Formerly Callahan's held weekend teenage dances, but they weren't very successful, in spite of the fact Callahan's even won a measure of endorsement from the Hart high school board of trustees.

Thus The Signal's undercover reporter arrived on the scene at Callahan's with his girl one night last weekend to find out what was happening.

"I was kind of careful not to take many notes," he explained later, "because there were five or six there who seemed to be real hippy types — you know, beards and wearing glasses at night.

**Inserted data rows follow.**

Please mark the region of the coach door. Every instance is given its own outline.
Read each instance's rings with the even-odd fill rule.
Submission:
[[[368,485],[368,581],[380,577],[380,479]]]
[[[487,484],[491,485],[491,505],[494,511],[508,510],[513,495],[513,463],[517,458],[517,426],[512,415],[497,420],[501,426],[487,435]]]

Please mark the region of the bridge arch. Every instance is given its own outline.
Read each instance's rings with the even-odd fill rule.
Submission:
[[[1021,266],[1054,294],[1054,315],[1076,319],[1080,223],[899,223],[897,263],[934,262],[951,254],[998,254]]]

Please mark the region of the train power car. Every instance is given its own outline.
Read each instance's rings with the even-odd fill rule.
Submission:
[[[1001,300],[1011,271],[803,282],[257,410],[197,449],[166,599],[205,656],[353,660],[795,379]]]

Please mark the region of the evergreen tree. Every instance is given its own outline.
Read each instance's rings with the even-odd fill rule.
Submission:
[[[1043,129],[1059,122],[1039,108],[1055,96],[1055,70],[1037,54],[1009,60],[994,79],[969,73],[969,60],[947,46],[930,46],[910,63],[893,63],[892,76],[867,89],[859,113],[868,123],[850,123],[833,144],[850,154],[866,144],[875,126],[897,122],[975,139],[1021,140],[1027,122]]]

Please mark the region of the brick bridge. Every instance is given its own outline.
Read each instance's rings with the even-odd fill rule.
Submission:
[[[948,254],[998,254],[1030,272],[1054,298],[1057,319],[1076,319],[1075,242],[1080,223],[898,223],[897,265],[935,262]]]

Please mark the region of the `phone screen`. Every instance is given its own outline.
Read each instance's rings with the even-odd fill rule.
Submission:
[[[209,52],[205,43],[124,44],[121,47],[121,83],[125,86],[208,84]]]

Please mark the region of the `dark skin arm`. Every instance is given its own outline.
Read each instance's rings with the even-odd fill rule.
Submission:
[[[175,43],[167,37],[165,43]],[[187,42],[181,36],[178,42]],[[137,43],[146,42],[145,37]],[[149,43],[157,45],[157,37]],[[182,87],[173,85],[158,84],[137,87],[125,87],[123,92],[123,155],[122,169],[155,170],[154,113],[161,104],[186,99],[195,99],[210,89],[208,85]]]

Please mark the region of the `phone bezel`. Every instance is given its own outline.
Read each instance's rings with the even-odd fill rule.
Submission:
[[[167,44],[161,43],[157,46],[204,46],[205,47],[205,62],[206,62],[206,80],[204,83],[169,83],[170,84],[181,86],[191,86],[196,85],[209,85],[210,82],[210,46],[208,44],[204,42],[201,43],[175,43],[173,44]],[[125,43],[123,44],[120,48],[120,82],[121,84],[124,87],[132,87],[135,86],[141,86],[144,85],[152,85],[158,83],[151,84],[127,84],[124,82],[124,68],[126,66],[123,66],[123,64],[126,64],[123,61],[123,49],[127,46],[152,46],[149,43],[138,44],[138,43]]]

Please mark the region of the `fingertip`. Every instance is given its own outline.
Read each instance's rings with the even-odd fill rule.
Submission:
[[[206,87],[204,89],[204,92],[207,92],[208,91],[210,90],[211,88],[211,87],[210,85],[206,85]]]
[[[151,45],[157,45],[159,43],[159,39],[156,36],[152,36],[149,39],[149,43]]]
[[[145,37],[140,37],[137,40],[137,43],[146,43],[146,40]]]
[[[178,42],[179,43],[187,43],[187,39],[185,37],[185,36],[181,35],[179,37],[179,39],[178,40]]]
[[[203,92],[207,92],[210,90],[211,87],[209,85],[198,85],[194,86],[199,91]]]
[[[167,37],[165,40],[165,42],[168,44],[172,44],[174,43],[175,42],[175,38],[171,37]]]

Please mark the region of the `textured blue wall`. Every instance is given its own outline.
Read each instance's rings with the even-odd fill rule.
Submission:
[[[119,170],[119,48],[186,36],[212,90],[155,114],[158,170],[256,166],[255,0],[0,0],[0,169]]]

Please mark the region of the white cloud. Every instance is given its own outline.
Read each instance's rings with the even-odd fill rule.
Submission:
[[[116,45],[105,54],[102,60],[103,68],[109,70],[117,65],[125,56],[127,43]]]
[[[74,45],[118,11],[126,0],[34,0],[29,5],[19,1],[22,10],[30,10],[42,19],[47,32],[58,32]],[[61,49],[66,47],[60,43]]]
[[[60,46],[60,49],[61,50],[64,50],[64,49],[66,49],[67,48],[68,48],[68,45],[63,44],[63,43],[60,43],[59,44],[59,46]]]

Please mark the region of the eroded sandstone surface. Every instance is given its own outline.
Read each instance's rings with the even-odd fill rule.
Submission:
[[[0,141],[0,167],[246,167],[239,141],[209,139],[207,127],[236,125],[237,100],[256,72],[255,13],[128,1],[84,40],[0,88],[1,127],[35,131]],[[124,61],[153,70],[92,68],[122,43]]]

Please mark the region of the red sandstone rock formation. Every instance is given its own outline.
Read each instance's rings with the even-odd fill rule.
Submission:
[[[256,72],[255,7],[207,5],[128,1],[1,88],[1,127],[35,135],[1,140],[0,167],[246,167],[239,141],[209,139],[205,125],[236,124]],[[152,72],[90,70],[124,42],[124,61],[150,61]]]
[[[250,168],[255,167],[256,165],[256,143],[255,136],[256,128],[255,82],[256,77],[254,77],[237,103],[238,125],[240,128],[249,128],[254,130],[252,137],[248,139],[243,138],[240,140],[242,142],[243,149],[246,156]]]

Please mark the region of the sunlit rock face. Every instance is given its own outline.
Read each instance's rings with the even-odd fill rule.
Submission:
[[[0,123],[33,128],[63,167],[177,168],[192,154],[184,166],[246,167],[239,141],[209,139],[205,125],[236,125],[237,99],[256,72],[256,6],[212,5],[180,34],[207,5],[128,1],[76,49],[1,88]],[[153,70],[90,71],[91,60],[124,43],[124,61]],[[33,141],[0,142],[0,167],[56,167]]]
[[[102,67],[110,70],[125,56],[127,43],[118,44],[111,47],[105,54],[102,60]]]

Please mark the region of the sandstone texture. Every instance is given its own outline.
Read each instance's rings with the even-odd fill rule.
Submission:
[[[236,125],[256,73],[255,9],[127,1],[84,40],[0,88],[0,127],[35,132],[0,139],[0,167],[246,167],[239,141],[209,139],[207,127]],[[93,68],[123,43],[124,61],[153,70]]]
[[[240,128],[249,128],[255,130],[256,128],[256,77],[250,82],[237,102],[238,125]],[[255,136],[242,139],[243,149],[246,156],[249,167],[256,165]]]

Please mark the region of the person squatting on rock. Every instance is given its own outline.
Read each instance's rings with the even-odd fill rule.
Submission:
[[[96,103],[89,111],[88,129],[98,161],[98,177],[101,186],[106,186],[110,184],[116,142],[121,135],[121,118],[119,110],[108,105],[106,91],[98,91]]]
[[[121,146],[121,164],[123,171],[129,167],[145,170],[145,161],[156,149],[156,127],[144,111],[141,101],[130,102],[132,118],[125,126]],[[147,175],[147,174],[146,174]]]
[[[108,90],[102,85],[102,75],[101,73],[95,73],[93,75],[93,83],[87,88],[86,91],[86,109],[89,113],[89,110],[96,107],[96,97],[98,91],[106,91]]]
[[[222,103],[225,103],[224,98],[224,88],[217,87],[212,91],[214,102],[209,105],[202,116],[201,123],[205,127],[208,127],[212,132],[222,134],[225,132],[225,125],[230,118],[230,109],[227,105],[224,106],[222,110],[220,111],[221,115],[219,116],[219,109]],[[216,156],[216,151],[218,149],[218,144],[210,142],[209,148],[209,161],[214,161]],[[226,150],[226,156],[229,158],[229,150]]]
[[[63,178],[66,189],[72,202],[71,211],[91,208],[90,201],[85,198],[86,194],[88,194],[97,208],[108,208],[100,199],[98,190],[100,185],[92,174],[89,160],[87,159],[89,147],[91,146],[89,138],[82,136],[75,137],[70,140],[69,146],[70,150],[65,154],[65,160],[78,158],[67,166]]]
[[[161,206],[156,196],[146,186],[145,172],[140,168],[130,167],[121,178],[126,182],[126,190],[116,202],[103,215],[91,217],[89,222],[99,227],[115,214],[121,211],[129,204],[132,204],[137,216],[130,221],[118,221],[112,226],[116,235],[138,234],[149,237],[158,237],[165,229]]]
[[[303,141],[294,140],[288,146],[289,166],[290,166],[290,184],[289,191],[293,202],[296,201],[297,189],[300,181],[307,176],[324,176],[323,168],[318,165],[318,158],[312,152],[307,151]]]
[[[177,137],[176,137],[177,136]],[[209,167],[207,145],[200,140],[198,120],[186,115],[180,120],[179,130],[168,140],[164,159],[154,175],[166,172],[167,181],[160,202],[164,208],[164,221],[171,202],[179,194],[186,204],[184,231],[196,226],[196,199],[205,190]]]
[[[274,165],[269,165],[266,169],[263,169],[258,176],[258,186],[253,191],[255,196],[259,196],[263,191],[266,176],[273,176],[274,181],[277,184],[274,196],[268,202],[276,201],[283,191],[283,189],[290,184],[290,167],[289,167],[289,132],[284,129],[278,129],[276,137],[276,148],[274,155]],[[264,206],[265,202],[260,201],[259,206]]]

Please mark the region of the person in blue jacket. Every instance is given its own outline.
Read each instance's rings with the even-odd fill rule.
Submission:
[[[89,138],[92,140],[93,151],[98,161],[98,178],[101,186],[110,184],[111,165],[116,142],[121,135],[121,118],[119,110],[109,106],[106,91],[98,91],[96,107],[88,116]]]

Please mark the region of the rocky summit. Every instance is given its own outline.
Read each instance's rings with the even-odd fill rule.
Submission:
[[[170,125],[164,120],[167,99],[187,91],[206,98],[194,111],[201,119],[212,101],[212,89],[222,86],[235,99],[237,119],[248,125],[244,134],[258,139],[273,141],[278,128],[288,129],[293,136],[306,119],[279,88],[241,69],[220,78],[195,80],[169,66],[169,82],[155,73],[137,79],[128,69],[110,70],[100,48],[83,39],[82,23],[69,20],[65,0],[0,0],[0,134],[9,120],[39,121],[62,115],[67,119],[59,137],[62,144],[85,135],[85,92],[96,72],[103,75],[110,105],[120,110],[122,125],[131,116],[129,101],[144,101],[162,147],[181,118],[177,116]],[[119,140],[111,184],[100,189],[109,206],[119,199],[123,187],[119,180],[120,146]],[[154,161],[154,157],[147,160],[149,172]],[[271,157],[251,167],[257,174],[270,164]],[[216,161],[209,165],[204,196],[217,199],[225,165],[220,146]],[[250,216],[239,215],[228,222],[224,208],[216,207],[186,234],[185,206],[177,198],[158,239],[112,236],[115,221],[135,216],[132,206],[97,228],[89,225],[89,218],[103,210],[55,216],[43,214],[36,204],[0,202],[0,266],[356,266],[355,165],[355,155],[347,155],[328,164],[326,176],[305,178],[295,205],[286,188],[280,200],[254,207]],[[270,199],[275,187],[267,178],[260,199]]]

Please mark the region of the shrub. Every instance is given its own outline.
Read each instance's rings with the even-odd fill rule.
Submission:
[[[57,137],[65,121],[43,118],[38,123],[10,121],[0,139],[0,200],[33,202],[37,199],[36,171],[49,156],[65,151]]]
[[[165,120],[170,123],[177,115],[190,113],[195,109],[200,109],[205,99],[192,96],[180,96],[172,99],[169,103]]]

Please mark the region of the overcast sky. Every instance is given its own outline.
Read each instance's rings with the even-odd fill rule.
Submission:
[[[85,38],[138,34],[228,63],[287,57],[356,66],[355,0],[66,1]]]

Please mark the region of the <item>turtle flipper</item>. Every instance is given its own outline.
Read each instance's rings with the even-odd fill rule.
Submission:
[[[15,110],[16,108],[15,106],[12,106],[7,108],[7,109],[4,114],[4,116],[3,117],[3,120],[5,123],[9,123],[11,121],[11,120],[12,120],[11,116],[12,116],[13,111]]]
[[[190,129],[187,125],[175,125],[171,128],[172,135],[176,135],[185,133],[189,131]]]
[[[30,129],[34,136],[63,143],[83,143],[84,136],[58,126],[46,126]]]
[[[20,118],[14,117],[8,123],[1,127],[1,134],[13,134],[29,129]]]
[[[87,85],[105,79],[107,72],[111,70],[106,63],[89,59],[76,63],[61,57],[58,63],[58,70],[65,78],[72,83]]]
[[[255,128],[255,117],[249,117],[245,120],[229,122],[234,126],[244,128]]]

I didn't want to take notes and ask too many questions because I didn't want them to think I was a 'narc,'" a term for narcotics officer.

Nonetheless, The Signal's reporter delved into his job with enthusiasm, noting that other than the five or six hippies, most of the kids there, all 20 to 25 of them, seemed to be local.

Mostly, except for the five or six hippies, whom he added might not have been real hippies anyway, these in attendance were just young kids trying to make the scene.

And the scene, he reported, was a long way from making it.

Bad Lights.

The advertised psychedelic light show was "pretty horrible." The flashing lights were very carelessly arranged; it was very confusing. You know a real psychedelic light arrangement is a pretty scientific thing, it's supposed to have one effect.

"It was also kind of bad the way the management kept staring at us, giving us weird looks," he added. "I hope, however, their eyes aren't bigger than their stomachs in this case."

"There was one woman who kept talking all the time about how this was all so good because it is good recreation for the kids," he said. "She struck me as kind of the neurotic mother type. She was trying so hard to show how 'hip' she was.

"You see," he explained, "she doesn't really know at all what is happening, what the young music is all about. It isn't for fun, it's a way of life, a serious thing. She's going to be really surprised if something good gets going there.

Like Sunset?

"As soon as these kids really start getting to the point where they know where it's at, the management is going to start acting like the older people do on the Sunset strip."

The upshot of his observations was just this very point. "These were 14-17 year-olds really trying to freak out. Of course, most were just trying to make the scene, or engage in popularity contests, but then they have to learn to make their own scenes, and this is a healthy start.

"I'm not going to put it down.

"I know from past experience that the very desirable outcome of peace and happiness is frequently achieved by just this kind of painful yet necessary route."

Despite the sloppy lighting, The Signal's expert on these matters was quite impressed with the fact that actually Callahan's had achieved a rather "groovy atmosphere."

"The live band was really pretty good, although, of course, it wasn't their own music," he explained, "and of all things, the wagon wheels and old west decor of the place were quite pop-arty."

However, the one big disappointment he suffered were the go-go girls. "They turned out to be only young schoolgirls, and only a couple were wearing even mini-skirts," he observed.